Proteomic technologies hold considerable promise for biomarker and pathway discovery in cardiovascular disease; however, existing techniques have significant drawbacks, including variable reproducibility and low sample throughput, which together have hindered proteomic analyses of large numbers of human samples.
Here we applied a novel technology that uses single- stranded DNA aptamers to measure over 1100 proteins in a single blood sample.
What are the clinical implications?
We found very early markers of myocardial injury in a robust, clinically relevant model of “planned” myocardial injury, patients undergoing septal ablation for hypertrophic cardiomyopathy; we then tested whether the platform could detect novel associations between proteins and cardiovascular risk factors in individuals without overt cardiovascular disease using archived samples from the Framingham Heart Study.

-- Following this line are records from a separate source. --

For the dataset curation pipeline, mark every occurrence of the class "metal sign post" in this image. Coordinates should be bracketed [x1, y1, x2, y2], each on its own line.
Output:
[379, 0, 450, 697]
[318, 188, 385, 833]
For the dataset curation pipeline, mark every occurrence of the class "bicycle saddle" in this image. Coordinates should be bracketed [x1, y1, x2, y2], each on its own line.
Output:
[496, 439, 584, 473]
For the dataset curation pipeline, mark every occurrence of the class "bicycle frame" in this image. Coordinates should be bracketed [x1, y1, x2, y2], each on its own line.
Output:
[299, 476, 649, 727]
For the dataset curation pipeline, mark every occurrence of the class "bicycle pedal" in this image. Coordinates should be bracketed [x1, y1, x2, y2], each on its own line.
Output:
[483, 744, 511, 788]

Our results highlight an emerging proteomics tool that captures a large number of low abundance analytes with high sensitivity and high precision, and we provide important proof-of-principle for clinical applications.
Acknowledgments
SOURCES OF FUNDING: This work was supported by NIH Contract N01HC25195 to the FHS and HHSN268201000033C to REG and National Cancer Institute (NCI) CPTAC award U24CA160034 to SAC.
Footnotes
AUTHOR CONTRIBUTIONS:
DN designed the study, analyzed and interpreted data and wrote the manuscript. SS, DS and LF designed and performed the aptamer-based proteomic scan experiments. MK, under the direction of MGL, performed statistical analyses. EK, HK under the direction of SAC designed, performed and analyzed the MS-based proteomic experiments, and SAC contributed to the writing of the manuscript. XS, MB, JOS contributed to data analyses and manuscript generation. MAF and RSV contributed to experimental design. MS contributed to interpretation of data and manuscript revision. TJW conceived the study, designed the experiments, analyzed and interpreted the data. REG conceived the study, designed the experiments, analyzed and interpreted the data and wrote the manuscript.